Temos que ensinar à criança como conviver com as novas mídias desde a escola. Por exemplo, seguindo o modelo de educação para as regras do trânsito: como na rua, a Internet oferece muitas possibilidades mas também representa muitos perigos que devem ser identificados e evitados.
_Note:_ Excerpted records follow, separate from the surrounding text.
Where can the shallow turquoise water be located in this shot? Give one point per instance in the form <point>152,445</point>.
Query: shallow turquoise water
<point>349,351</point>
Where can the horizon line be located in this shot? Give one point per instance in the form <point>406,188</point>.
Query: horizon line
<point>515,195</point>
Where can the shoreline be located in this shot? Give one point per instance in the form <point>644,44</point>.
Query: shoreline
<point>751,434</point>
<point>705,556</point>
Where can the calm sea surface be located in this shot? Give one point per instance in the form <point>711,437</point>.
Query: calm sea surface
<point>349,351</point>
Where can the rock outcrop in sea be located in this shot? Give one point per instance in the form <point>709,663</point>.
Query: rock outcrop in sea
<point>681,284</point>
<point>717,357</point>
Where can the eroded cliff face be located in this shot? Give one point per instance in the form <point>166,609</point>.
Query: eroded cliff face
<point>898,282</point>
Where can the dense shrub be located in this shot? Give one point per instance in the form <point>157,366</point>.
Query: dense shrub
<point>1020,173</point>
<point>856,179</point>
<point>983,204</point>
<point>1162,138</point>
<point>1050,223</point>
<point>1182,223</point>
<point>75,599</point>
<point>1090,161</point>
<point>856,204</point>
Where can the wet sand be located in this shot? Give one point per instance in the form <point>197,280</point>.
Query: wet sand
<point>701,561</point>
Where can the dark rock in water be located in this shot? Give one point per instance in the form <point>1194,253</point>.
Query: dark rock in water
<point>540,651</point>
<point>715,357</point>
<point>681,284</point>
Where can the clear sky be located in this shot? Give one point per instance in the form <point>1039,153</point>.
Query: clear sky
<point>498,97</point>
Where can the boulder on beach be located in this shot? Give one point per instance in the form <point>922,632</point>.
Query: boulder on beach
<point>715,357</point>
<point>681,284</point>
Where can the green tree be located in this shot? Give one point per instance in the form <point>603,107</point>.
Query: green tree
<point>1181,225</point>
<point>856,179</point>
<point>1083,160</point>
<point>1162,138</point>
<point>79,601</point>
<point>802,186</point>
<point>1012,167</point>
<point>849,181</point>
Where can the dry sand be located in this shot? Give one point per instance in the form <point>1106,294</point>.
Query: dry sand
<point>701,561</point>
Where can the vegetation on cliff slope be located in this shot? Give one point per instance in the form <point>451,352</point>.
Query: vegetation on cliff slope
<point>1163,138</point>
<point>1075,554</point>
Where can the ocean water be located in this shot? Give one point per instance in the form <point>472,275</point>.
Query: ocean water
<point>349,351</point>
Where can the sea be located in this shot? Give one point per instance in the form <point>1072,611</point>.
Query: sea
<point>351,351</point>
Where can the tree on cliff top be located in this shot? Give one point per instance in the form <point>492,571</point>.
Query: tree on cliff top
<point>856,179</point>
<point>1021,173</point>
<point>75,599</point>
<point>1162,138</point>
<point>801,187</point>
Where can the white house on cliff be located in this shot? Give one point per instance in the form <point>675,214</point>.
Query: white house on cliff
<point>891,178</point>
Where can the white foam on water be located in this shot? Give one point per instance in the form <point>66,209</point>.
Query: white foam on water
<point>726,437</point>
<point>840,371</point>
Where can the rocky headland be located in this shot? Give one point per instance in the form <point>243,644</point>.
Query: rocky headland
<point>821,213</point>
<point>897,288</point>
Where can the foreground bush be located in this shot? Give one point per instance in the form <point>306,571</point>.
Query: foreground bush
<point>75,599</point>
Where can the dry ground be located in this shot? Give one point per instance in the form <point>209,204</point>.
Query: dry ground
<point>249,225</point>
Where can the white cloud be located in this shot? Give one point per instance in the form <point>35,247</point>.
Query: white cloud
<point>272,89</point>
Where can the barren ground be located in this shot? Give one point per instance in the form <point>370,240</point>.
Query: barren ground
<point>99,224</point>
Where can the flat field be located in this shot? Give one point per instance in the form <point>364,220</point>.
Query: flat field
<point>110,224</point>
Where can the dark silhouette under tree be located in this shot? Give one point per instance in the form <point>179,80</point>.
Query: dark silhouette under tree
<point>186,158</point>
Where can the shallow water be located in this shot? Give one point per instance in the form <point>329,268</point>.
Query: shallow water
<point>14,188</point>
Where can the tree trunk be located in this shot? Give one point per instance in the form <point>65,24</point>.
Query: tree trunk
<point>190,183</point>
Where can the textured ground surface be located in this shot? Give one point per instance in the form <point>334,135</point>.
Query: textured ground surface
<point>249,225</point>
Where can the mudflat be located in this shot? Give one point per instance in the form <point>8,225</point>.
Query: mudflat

Celular “problemático” para 7 jovens em 100
Uma sondagem, em julho de 2018, revelou que 48% dos proprietários de telefones celulares acham que passam muito tempo com o “smartphone”, na Suíça. Na faixa etária de 18 a 34 anos, este percentual sobe para 33%. Quase 25% das mil pessoas questionadas afirmam que sentem a necessidade constante de olhar o celular. Uma em cada vinte acorda de noite para checar o aparelho.
O “smartphone” tem ainda a consequência negativa sobre as relações pessoais e na saúde: 15% dos entrevistados afirmaram que transcuram amigos e famílias, enquanto 6% tiveram um problema nos olhos, uma vez, pelo menos.
Mesmo que a grande maioria dos adolescentes na Suíça possua uma relação sadia com as mídias digitais, cerca de 7% dos jovens, entre 15 e 19 anos, revelam um hábito problemático, informa o “site” do Departamento federal da saúde pública. Entre os sintomas do uso indevido estão a dificuldade de desconectar-se e a tendência de preterir o sono, os deveres de casa da escola e a vida familiar.